An OLAP (On-Line Analytical Processing) server enables a more sophisticated end-user business model to be applied when navigating the data warehouse. The multidimensional structures allow the user to analyze the data as they want to view their business – summarizing by product line, region, and other key perspectives of their business. The Data Mining Server must be integrated with the data warehouse and the OLAP server to embed ROI-focused business analysis directly into this infrastructure. An advanced, process-centric metadata template defines the data mining objectives for specific business issues like campaign management, prospecting, and promotion optimization. Integration with the data warehouse enables operational decisions to be directly implemented and tracked. As the warehouse grows with new decisions and results, the organization can continually mine the best practices and apply them to future decisions.

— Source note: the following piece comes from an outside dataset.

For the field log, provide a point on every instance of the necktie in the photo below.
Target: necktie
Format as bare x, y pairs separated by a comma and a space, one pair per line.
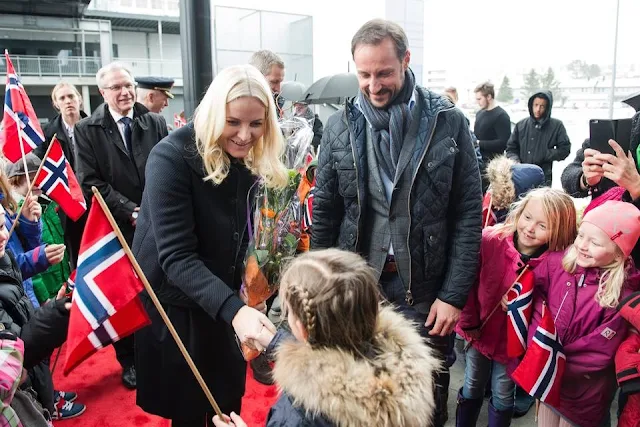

This design represents a fundamental shift from conventional decision support systems. Rather than simply delivering data to the end user through query and reporting software, the Advanced Analysis Server applies users’ business models directly to the warehouse and returns a proactive analysis of the most relevant information. These results enhance the metadata in the OLAP Server by providing a dynamic metadata layer that represents a distilled view of the data. Reporting, visualization, and other analysis tools can then be applied to plan future actions and confirm the impact of those plans.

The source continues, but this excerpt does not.